Sleep is a natural process that the brain requires to keep proper functioning and maintain the health of the human body. Sleep occupies one third of human life and its deprivation causes negative consequences that may be physical, cognitive, or emotional. Suffering from inadequate sleep has been associated with chronic medical illness like diabetes, stroke, heart disease and Human immunodeficiency virus or Acquired immune deficiency syndrome (HIV/AIDS) [1, 2].
HIV/AIDS is a chronic, potentially life threatening condition caused by the HIV, which affects mostly the immune system and nervous system. It’s among the most overwhelming health problems throughout the world and especially in developing countries . It is estimated that 36.7 million people are living with HIV/AIDS in the world. In Ethiopia, the national adult HIV/AIDS prevalence has been reported to be 1.14%. It has been estimated that 542,121 adults and 178,500 children require antiretroviral treatment in Ethiopia . Sleep disturbance is one of the most prevalent symptoms in individuals infected with HIV/AIDS where 40% to 70% of individuals infected with HIV/AIDS are reporting significant sleep disturbances, including difficulty falling asleep, awakenings during the night, and reduced sleep time [5-7].
Sleep disturbance among people living with HIV/AIDS occurs throughout the stages of the infection, but more prevalent in the advanced stage. Despite this fact, still it receives little attention. This may be, because it is considered as a normal consequence of the disease and its treatment, or considered to be insignificant in comparison with other complications of HIV infection .

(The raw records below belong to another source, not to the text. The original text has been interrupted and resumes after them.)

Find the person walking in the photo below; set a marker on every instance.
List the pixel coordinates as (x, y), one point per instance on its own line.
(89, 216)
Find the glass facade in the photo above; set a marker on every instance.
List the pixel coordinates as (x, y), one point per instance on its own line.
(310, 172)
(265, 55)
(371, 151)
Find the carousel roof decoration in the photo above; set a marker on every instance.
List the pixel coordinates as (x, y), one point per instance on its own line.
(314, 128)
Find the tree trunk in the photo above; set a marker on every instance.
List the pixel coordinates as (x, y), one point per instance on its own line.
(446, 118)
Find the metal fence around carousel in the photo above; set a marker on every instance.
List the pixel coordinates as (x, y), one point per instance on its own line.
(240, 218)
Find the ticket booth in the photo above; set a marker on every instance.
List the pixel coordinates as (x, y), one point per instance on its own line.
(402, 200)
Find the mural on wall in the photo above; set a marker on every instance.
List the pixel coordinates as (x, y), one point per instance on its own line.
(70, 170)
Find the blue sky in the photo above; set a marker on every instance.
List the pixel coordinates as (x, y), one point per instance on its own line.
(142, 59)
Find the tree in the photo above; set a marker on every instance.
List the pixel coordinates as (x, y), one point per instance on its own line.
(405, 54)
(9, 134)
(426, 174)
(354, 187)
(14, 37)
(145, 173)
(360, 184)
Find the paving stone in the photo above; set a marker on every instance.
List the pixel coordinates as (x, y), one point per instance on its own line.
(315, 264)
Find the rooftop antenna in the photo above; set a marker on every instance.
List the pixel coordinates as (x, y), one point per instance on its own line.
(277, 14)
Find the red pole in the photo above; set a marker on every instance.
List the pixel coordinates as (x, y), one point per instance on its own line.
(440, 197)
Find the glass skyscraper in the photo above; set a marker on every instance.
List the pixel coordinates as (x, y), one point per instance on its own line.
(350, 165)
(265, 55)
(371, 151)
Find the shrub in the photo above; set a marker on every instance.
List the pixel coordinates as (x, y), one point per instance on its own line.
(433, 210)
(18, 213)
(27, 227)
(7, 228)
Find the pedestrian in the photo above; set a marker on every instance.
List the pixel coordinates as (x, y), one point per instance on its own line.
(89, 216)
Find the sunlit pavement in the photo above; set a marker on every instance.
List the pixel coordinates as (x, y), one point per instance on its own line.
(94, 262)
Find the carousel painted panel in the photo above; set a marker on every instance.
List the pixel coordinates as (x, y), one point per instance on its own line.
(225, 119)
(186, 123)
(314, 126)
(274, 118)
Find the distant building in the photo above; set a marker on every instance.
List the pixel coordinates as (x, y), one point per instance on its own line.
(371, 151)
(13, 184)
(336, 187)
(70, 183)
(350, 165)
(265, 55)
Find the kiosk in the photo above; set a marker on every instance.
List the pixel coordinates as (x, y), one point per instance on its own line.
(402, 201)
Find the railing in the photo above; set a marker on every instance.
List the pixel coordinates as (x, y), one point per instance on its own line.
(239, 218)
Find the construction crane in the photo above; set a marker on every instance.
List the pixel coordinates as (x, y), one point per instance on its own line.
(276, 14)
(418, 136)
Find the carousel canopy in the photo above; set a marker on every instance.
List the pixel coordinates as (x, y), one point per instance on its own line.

But sleep deprivation among people living with HIV/AIDS leads to various effects, such as impaired immune system, hampered physical performance, affected cell growth and repair, deteriorated neuronal connections and neuronal malfunctions . In addition, it may also increase the risk of cardiovascular morbidity and mortality, and the degree of suffering with psychiatric disorders .
According to study results, sleep disturbance is not only prevalent, but also there are more intense and distressful symptoms experienced by the HIV population. As a result, such individuals are less likely to adhere to their antiretroviral therapy regimens probably as a result of depression [6, 12-14].
A cross-sectional surveys conducted in China and France showed that prevalence of sleep disturbances and Poor sleep quality was 43.1% and 47% respectively. Prevalence of sleep disturbances differed significantly between those who suffered anxiety and depression and those who did not. Moreover, being male, a smoker, living single, being unemployed or moderately or seriously depressed were significantly associated with poor sleep quality [15, 16].
According to a survey conducted in Latin America countries Mexico and South East Brazil 58.6% and 46.7% had poor sleep quality respectively. Depressive symptoms, illicit drug use, a CD4 count < 200 cells/μl, and longer duration of HIV/AIDS diagnosis was positively associated with poor sleep quality[17, 18].
Similarly, studies conducted in Nigeria among HIV-positive outpatients reported that 46.2% in University of Calabar Teaching Hospital and 59.3% in Lagos State University Teaching Hospital had sleep disorders and poor sleep quality respectively. Elevated systolic blood pressure, shorter duration of HIV diagnosis and HAART type were associated with sleep disorders and poor sleep quality [19, 20].
Despite this significant health problems and higher prevalence, sleep quality among people with HIV/AIDS remains under-studied with no published study in Ethiopia. Therefore, the aim of this study was to assess the magnitude of sleep quality and it’s among people living with HIV/AIDS in Zewditu Memorial Hospital, Ethiopia.